BRUSSELS – The Better Cotton Initiative will be looking to align with the Sustainable Development Goals (SDGs) over the next decade. In his opening address at this year’s annual BCI Conference in Belgium, Alan McClay, CEO of the BCI said the organisation is still targeting 30 per cent of global cotton production by 2030, adding: “The question is where we are going after 2020 and we will start the [year long] process of looking at that today. We want to align with the SDGs and we feel there are at least seven to eight of the SDGs we can be a driver towards.”

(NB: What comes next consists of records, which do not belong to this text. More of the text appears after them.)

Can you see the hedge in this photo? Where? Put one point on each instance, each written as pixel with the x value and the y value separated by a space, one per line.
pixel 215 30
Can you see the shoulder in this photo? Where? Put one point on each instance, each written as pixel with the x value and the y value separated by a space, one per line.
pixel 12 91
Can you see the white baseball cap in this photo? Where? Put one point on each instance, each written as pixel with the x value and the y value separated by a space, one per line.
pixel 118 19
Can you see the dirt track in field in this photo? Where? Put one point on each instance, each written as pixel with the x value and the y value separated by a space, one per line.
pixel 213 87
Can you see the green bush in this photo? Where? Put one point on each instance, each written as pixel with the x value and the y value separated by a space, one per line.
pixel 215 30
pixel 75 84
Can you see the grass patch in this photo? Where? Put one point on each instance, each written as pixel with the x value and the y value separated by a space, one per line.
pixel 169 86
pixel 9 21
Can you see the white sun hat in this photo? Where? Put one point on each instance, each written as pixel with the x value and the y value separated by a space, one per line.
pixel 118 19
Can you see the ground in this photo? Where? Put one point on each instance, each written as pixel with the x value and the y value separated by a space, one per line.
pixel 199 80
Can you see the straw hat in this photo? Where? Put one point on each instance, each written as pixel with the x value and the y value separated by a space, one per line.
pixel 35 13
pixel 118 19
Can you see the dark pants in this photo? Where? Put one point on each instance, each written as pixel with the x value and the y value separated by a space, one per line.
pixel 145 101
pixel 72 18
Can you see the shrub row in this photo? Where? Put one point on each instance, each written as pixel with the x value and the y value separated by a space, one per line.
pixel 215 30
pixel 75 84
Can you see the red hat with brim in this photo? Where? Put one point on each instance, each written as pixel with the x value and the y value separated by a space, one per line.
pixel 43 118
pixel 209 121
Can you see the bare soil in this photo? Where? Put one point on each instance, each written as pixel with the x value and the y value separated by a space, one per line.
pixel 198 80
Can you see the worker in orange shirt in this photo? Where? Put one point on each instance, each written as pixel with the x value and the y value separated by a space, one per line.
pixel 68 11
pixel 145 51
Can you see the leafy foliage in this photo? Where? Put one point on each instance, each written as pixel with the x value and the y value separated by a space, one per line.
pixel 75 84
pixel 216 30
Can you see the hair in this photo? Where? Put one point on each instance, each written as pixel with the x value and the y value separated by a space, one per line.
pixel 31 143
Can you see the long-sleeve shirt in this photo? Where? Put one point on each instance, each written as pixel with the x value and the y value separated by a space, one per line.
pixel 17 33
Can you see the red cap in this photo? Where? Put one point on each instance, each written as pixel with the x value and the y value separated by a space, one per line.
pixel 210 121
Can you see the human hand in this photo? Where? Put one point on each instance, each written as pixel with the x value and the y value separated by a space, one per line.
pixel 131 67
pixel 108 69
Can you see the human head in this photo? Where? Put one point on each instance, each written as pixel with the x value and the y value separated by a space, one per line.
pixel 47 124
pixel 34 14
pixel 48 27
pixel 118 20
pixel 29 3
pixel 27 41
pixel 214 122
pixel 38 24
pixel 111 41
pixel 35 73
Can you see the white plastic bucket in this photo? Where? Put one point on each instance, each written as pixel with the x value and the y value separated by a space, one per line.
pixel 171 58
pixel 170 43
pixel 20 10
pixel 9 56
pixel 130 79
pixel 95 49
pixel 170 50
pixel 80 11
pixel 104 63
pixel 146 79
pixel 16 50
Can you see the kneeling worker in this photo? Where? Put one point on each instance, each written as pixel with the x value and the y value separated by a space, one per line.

While the 2020 target of 30 per cent of global production has been on the table for several years, McClay indicated the next 12 months are very much a case of the BCI taking stock as it decides on its future direction beyond 2020, in terms of targets and particular sustainability goals.
Also talking alongside McClay was Brice Lalonde, founder and chairman of the Business and Climate Summit. The presence of Lalonde was a genuine coup for the BCI. He is a former green party leader in France, who ran for Presidency in the country in the Presidential elections in 1981. In 1988 he was named Minister of the Environment, and in 1990 founded the green Ecology Generation party. He was the United Nations Assistant Secretary-General, Executive Coordinator of the United Nations Conference on Sustainable Development (Rio+20) from 2010-2012.
Lalonde waxed lyrical about the BCI during an engaging, passionate address. He said: “When I saw the Better Cotton Initiative … I thought this really is the winning model you are looking for. I like the BCI because it is holistic all the issues are included – you have water, livelihoods and so on. It is cost neutral. It is progressive – it is improving all time.”